Here’s how you’d expect this to work, based on long-standing practice, our laws, and the rules and regulations we all agree to follow, lest we fall into chaos:

An entity identifies the presence of valuable minerals in the ground and puts together a plan to safely and responsibly extract those minerals so they can be used by all of us in our cellphones, cars and other daily necessities. Our government and regulatory agencies then carefully review the plan, gathering input from the public, experts and others and making sure the plan really will work and will comply with stringent state and federal environmental protection laws and other measures. Everyone agrees the review is so critical it can take years to complete; no one even balks at that.

One could assume, then, that by issuing the ruling they did last week — a ruling to pretty much kill a potential underground precious-metals mine near Ely, Minn. — the U.S. Bureau of Land Management and the U.S. Forest Service had concluded such a review process and had determined, scientifically or otherwise, that what was being proposed wasn’t possible or couldn’t be done in an environmentally safe or responsible way.

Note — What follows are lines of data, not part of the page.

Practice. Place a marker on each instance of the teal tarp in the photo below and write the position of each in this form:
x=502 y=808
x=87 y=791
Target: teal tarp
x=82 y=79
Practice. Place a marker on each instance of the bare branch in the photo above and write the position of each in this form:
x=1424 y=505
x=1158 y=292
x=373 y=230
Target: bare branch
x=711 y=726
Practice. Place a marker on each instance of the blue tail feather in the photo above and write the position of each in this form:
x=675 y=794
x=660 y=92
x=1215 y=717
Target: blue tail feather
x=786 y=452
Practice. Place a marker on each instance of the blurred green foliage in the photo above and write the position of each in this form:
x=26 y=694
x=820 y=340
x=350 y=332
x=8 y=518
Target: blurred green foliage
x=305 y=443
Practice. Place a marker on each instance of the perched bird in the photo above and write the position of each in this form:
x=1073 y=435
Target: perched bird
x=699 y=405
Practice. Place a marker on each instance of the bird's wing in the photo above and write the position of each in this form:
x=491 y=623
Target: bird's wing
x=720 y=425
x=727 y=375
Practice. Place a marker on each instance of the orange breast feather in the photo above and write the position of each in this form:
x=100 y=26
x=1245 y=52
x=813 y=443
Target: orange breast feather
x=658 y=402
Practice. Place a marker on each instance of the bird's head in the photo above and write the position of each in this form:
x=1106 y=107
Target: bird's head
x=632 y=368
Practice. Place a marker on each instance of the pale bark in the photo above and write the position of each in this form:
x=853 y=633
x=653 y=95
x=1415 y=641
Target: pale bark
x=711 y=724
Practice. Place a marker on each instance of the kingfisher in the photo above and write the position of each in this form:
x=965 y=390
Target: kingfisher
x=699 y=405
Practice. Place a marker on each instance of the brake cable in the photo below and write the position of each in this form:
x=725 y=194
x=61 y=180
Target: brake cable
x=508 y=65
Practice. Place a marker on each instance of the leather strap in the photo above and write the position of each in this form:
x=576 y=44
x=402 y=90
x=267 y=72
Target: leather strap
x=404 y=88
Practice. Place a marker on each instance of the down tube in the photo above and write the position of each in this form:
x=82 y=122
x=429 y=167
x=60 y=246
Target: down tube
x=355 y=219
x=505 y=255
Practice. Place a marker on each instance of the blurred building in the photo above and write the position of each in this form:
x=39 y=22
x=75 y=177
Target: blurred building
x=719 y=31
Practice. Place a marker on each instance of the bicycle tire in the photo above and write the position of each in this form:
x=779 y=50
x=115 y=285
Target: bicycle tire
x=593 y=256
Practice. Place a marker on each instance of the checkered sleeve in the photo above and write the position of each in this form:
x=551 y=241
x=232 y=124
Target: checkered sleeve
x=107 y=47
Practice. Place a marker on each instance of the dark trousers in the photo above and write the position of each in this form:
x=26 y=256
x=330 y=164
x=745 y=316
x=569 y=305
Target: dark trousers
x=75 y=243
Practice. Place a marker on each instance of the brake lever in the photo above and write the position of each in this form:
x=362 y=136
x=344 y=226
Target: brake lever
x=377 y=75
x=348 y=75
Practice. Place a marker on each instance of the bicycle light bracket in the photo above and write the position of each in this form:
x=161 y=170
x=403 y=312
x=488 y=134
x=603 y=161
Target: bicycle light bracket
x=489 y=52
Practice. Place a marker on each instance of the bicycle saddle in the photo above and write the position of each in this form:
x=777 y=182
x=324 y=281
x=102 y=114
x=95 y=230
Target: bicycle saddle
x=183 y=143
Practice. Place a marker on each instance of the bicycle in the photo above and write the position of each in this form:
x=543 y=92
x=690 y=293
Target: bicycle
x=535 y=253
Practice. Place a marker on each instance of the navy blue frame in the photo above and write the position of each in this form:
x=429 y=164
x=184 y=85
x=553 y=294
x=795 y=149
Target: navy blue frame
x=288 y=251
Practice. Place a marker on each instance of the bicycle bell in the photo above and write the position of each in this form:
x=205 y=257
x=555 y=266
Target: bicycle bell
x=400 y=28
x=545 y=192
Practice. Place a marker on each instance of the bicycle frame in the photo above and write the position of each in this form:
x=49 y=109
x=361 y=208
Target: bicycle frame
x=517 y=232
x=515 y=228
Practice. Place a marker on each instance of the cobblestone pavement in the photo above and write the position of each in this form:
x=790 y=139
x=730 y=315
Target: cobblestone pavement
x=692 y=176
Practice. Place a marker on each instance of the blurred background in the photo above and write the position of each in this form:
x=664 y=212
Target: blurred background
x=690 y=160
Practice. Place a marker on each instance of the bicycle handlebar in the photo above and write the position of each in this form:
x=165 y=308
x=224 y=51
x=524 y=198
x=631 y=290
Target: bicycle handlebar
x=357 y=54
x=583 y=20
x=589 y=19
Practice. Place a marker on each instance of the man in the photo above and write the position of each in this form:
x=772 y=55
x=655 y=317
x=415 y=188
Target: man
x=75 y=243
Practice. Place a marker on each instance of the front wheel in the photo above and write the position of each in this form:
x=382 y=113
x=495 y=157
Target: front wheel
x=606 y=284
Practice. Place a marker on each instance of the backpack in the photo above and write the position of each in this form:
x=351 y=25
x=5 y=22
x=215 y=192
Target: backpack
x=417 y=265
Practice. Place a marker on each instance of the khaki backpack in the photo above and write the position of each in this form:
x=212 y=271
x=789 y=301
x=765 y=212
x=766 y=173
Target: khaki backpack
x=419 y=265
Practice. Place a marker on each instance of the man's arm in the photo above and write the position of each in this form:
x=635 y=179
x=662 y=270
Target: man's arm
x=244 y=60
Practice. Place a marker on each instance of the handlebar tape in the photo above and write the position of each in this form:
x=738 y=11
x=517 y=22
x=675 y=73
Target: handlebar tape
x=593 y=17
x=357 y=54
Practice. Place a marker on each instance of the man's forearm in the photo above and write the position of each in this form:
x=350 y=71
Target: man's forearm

Such an assumption would be wrong. So wrong.

In this instance, a company, Twin Metals, hadn’t even proposed a specific mining project yet. There was no plan to review. The company was still exploring, determining what was underground and how it might want to propose getting it out. The exploration was being carried out via mineral leases that were first issued in 1966 and had been renewed as a matter of routine since then.

But the mineral leases were rescinded suddenly and prematurely last week. Why? Politics seems the likeliest explanation. Call it 11th-hour overreach by a lame-duck administration bowing to the wishes of environmental supporters before a new, less-friendly administration takes over.

U.S. Rep. Rick Nolan, who represents Ely and the rest of northeastern Minnesota, called the ruling “a real slap in the face” to the Minnesota Iron Range.

As Minnesota Gov. Mark Dayton did in March when he used the state Department of Natural Resources to curb prospecting by Twin Metals on state lands near Ely, the federal agencies usurped a proven process, tossing it aside and pretending it doesn’t exist.

Was it any wonder Twin Metals immediately said it’d pursue legal action? Was it any wonder its officials already were looking forward to new leadership in Washington? The company has $400 million into what could be a $3 billion private investment in our state, a badly needed investment with the promise of nearly 1,000 good-paying, family-supporting jobs.

None of this is to suggest that those who stand opposed to a potential Twin Metals mine near Ely don’t have legitimate concerns. They do. Precious metals mining has a less-than-exemplary record. And the Boundary Waters Canoe Area Wilderness is near the site being eyed. If mining can’t be done in a way that protects water from pollution, it shouldn’t be allowed.

But the process, with its science and stringent reviews, has to determine that, not bureaucrats and politicians with questionable motives, incomplete information and political biases.